Dans certaines situations exceptionnelles, une intervention pourra être reportée, réorganisée ou interrompue si les conditions de sécurité ne sont plus réunies. Le dialogue entre employeur, salarié et bénéficiaire est alors essentiel pour trouver une solution conciliant continuité de l'accompagnement et protection des personnes. 

Besoin d'aide à domicile ?

Anticiper plutôt que subir 

Les épisodes caniculaires devraient devenir plus fréquents avec le changement climatique. Pour les services à la personne, cette évolution impose de repenser progressivement certaines organisations de travail. 

Adapter les horaires, former les salariés, prévoir des protocoles spécifiques ou encore sensibiliser les particuliers employeurs font désormais partie des bonnes pratiques recommandées. 

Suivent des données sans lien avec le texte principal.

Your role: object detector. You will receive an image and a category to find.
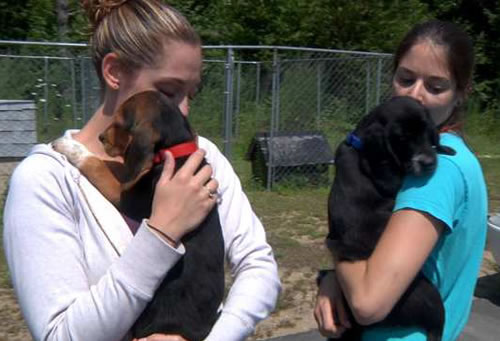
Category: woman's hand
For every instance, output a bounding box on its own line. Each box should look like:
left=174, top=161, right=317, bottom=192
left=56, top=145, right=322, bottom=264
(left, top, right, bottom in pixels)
left=314, top=271, right=351, bottom=339
left=149, top=150, right=219, bottom=242
left=132, top=334, right=188, bottom=341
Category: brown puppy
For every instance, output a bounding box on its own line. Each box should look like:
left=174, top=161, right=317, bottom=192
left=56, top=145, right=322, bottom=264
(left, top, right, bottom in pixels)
left=52, top=91, right=196, bottom=208
left=53, top=91, right=224, bottom=341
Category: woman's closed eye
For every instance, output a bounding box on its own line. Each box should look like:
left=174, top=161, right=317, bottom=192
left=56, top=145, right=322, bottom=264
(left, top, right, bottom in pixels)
left=424, top=79, right=451, bottom=95
left=396, top=76, right=415, bottom=88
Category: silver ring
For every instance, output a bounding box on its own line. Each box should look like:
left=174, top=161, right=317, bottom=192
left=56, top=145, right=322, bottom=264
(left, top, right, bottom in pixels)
left=204, top=186, right=217, bottom=199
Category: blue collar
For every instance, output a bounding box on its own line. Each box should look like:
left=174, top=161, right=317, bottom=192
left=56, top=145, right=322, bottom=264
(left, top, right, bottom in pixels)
left=346, top=133, right=363, bottom=150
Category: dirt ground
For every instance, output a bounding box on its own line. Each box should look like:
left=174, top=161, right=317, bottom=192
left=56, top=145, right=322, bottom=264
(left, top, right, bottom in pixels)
left=0, top=159, right=500, bottom=341
left=0, top=247, right=500, bottom=341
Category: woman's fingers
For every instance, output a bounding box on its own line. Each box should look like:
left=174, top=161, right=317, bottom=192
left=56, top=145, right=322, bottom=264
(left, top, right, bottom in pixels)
left=132, top=334, right=188, bottom=341
left=314, top=296, right=345, bottom=338
left=314, top=272, right=351, bottom=339
left=176, top=149, right=206, bottom=177
left=149, top=150, right=219, bottom=241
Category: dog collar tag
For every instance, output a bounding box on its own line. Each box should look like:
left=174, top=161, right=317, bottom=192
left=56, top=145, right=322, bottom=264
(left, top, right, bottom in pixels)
left=153, top=141, right=198, bottom=164
left=346, top=133, right=363, bottom=150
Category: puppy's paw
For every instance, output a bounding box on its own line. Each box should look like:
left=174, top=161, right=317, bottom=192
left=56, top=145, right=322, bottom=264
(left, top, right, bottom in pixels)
left=51, top=137, right=93, bottom=167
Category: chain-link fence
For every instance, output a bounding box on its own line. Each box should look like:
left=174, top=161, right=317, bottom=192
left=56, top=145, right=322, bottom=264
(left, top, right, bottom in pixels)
left=0, top=41, right=392, bottom=189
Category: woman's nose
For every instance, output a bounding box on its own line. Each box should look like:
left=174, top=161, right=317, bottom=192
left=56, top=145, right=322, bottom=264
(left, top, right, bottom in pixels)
left=406, top=80, right=424, bottom=104
left=179, top=96, right=189, bottom=117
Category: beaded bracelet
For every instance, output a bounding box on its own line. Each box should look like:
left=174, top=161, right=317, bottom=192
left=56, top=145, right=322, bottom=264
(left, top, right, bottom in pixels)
left=147, top=222, right=179, bottom=248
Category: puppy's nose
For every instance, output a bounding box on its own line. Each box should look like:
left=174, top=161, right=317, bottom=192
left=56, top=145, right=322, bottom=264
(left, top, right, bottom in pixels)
left=413, top=154, right=436, bottom=175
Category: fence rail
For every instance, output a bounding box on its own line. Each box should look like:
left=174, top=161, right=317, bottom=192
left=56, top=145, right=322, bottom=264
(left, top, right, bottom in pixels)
left=0, top=40, right=392, bottom=189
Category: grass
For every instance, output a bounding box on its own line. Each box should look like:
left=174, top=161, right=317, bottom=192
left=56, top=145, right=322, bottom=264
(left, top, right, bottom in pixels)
left=0, top=105, right=500, bottom=336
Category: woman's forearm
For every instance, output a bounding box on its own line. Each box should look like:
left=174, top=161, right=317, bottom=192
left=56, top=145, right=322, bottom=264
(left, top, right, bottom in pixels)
left=336, top=210, right=442, bottom=324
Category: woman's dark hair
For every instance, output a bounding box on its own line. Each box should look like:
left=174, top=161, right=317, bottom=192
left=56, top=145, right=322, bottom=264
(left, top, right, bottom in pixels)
left=393, top=20, right=474, bottom=126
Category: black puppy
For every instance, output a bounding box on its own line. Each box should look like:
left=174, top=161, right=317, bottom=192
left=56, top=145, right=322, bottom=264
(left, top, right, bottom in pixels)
left=52, top=91, right=224, bottom=341
left=327, top=97, right=455, bottom=341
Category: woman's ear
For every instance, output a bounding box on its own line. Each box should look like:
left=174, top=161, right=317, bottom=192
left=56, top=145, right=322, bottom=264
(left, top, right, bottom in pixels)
left=101, top=52, right=121, bottom=90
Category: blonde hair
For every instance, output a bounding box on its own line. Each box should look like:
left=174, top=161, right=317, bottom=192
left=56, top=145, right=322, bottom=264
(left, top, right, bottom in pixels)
left=81, top=0, right=201, bottom=85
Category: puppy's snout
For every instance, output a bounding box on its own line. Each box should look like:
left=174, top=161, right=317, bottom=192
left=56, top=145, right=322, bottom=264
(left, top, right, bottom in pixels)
left=412, top=154, right=436, bottom=175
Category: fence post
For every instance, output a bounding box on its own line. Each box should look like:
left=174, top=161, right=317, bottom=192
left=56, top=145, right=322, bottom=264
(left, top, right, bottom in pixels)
left=234, top=62, right=241, bottom=137
left=255, top=62, right=260, bottom=105
left=377, top=57, right=382, bottom=105
left=365, top=60, right=370, bottom=115
left=43, top=56, right=49, bottom=131
left=224, top=48, right=234, bottom=160
left=267, top=49, right=279, bottom=191
left=80, top=57, right=88, bottom=122
left=70, top=58, right=77, bottom=127
left=316, top=63, right=322, bottom=130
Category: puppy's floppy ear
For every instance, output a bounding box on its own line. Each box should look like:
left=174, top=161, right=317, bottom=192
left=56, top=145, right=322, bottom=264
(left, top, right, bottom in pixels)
left=123, top=124, right=154, bottom=181
left=102, top=124, right=132, bottom=155
left=436, top=145, right=457, bottom=156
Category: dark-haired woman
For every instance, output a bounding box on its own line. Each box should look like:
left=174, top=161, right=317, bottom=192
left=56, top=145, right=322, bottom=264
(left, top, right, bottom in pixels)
left=4, top=0, right=280, bottom=341
left=314, top=20, right=487, bottom=341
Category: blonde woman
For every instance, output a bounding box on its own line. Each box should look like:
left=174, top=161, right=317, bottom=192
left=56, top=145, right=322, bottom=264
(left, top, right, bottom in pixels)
left=4, top=0, right=280, bottom=341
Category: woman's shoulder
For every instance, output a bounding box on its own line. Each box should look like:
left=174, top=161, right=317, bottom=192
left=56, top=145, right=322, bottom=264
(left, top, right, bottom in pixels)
left=438, top=133, right=482, bottom=177
left=10, top=140, right=74, bottom=187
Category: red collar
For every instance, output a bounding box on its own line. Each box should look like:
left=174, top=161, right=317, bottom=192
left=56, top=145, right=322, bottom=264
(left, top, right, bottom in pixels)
left=153, top=141, right=198, bottom=164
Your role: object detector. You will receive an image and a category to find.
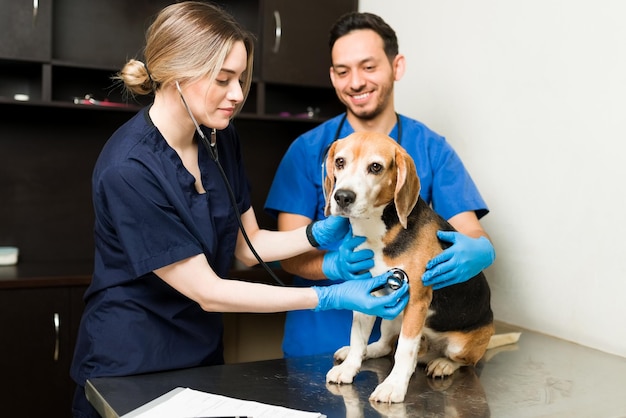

Les professionnels du ménage à domicile comme l'ensemble des métiers des services à la personne assurent une mission indispensable auprès des personnes fragiles. Leur protection constitue donc un enjeu majeur, à la fois pour leur santé et pour garantir la continuité de l'accompagnement des bénéficiaires. En période de fortes chaleurs, protéger les salariés revient aussi à protéger les personnes qu'ils accompagnent chaque jour.